Elles ne présentent pas non plus de lien avec celles de l’article 2 du projet de loi initial qui autorisaient le gouvernement à procéder, par voie d’ordonnance, à la réécriture de la partie législative du Code de procédure pénale.
Le troisième cavalier législatif porte sur de la sémantique. L’article 5 modifie plusieurs articles du Code de procédure pénale afin de remplacer le terme « race » par ceux de « prétendue race ».
Introduites en première lecture, ces dispositions ne présentent pas de lien, même indirect, avec celles précitées de l’article 2 du projet de loi initial.
Le quatrième cavalier législatif concerne la justice pénale des mineurs. L’article 8 modifiait l’article L. 241-2 du Code de la justice pénale des mineurs afin d’autoriser la transmission des rapports éducatifs et des documents individuels de prise en charge entre les personnels des services et établissements de la protection judiciaire de la jeunesse et du secteur associatif habilité.
Introduites en première lecture, ces dispositions ne présentent pas de lien, même indirect, avec celles précitées de l’article 3 du projet de loi initial, et en particulier avec celles du 5 ° de son paragraphe I relatif à l’assignation à résidence avec surveillance électronique.

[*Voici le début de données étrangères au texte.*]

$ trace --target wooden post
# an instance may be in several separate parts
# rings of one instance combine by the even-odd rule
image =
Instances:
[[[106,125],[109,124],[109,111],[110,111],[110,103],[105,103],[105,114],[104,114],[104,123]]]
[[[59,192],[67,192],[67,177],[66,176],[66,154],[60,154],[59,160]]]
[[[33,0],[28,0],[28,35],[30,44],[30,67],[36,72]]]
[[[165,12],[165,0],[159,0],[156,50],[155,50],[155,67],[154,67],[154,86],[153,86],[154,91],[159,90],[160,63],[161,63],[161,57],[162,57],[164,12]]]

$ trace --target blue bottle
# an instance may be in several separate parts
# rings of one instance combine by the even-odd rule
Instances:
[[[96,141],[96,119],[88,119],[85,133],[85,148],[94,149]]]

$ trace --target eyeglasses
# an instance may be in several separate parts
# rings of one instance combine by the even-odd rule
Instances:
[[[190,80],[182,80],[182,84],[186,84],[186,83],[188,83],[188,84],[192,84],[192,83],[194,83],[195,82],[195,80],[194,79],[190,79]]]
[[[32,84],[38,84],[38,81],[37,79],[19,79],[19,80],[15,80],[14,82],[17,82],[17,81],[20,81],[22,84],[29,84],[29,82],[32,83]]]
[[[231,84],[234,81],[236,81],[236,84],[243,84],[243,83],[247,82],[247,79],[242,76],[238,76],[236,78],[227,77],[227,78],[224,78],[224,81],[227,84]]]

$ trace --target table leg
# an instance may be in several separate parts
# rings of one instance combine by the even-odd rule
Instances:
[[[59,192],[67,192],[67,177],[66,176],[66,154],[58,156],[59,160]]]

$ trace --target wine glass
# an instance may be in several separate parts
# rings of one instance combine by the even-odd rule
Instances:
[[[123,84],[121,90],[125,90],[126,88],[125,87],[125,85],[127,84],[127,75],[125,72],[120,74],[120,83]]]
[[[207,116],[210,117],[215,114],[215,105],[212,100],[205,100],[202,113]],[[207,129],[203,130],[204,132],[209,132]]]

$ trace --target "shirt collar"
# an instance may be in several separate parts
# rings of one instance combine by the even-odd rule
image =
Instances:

Le cinquième cavalier législatif porte sur l’assistance de l’avocat pour des personnes non physiques. L’article 10 modifiait l’article 41‑1‑2 du Code de procédure pénale afin de rendre obligatoire l’assistance des personnes morales par un avocat pour la conclusion d’une convention judiciaire d’intérêt public.
Introduites en première lecture, ces dispositions ne présentent pas de lien, même indirect, avec celles précitées de l’article 3 du projet de loi initial, et en particulier avec celles du 5 ° de son paragraphe I relatif à l’assignation à résidence avec surveillance électronique.
Le sixième cavalier législatif porte sur la convention judiciaire de règlement financier amiable. L’article 20 modifie l’article 41-1-3 du Code de procédure pénale relatif à la procédure de convention judiciaire d’intérêt public en matière environnementale, afin de prévoir que le suivi des obligations qui peuvent être imposées au titre d’une telle convention est assuré sous la direction du procureur de la République.
Introduites en première lecture, ces dispositions ne présentent pas de lien, même indirect, avec celles du paragraphe IV de l’article 4 du projet de loi initial qui prorogeait une expérimentation relative à la réalisation du travail d’intérêt général au profit de sociétés poursuivant des objectifs sociaux et environnementaux, ni avec celles de son article 5 améliorant la prise en compte des intérêts de la victime dans la procédure pénale. Ces dispositions ne présentent pas non plus de lien, même indirect, avec aucune autre des dispositions qui figuraient dans le projet de loi déposé sur le bureau du Sénat.
Toutes les dispositions résultant de ces cavaliers législatifs ont été jugées contraires à la Constitution uniquement parce qu’elles ont été adoptées en violation de règles purement de forme et de procédure.
Elles ne préjugent en conséquence nullement de la conformité de leur contenu aux autres exigences constitutionnelles de fond.
Que celles et ceux qui crient victoire ne se réjouissent pas trop vite car il est quasiment certain que ces dispositions législatives présentement déclarées cavalières referont leur apparition tôt ou tard dans un texte où la question du lien direct ou indirect avec son objet ne se posera pas.